Research and Development & Laboratory
Technical Program Coordination Scientist I (TPC Sc1)
The primary function of a TPC Scientist is to serve as a technical expert representative across teams and external sources in support of challenges in the development, the validation, and the manufacture of pharmaceutical products.
Essential Functions
·        Optimizes and validates analytical methods and provides analytical testing in support of TPC projects.
·        Understands routine risk management processes, inspection practices, sampling techniques, and process qualification procedures for the Cleaning Validation Program.
·        Generates/executes/reviews protocols in support of process development and validation for the Cleaning Validation Program.
·        Offers technical support across teams and external clients and uses their people and technical skills to provide effective transfer (communication) of solutions to resolve routine technological challenges.
·        Understands applicable cGMP, OSHA, and DEA regulations to meet daily TPC functions.
·        Uses the Quality-by-Design systemic approach to design and develop the processes that ensures the predefined product quality is met.
·        Knowledge of the basic concepts of data integrity and statistical treatment of experimental data.
·        Comprehends basic DOE concepts and able to propose conclusion congruent with experimental results.
·        Researches regulatory requirements to resolve routine technical requirement issues due to compendia changes.
·        Uses their technical knowledge and problem solving skills to identify effective solutions for routine technical challenges.
·        Any other duties as required by supervision.
Supervisory Responsibility
·        None
Work Environment
This job operates in a professional office, laboratory, and manufacturing environment. This role routinely uses standard office and laboratory equipment. The employee is occasionally exposed to toxic and/ or caustic chemicals such as sodium hydroxide, hydrochloric acid, acetonitrile, methanol, and other chemical solutions necessary in analytical chemistry.
Physical Demands
The physical demands described here are representative of those that must be met by an employee to successfully perform the essential functions of this job.

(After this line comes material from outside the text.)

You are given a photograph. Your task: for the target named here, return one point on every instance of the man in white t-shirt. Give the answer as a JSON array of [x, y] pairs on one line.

The employee must regularly lift and/ or move up to 50 pounds. Specific vision abilities required by this position include close vision, color vision and the ability to adjust focus. While performing the duties of this job, the employee is regularly required to stand, walk, sit and talk or hear. The employee is occasionally required to climb or balance, stoop, kneel, crouch, crawl and smell.
Position Type/Expected Hours of Work
 This is a full-time position. Days and hours of work can vary, depending on which shift the employee is assigned.
Preferred Experience
·        Bachelor Degree in Science, Chemistry, or technical field with 3 - 5 years of experience in the pharmaceutical industry.
·        Other experience may be considered.
Work Authorization/Security Clearance (if applicable)
Must be able to complete and clear DEA background
Please note this job description is not designed to cover or contain a comprehensive listing of activities, duties or responsibilities that are required of the employee for this job. Duties, responsibilities and activities may change at any time with or without notice.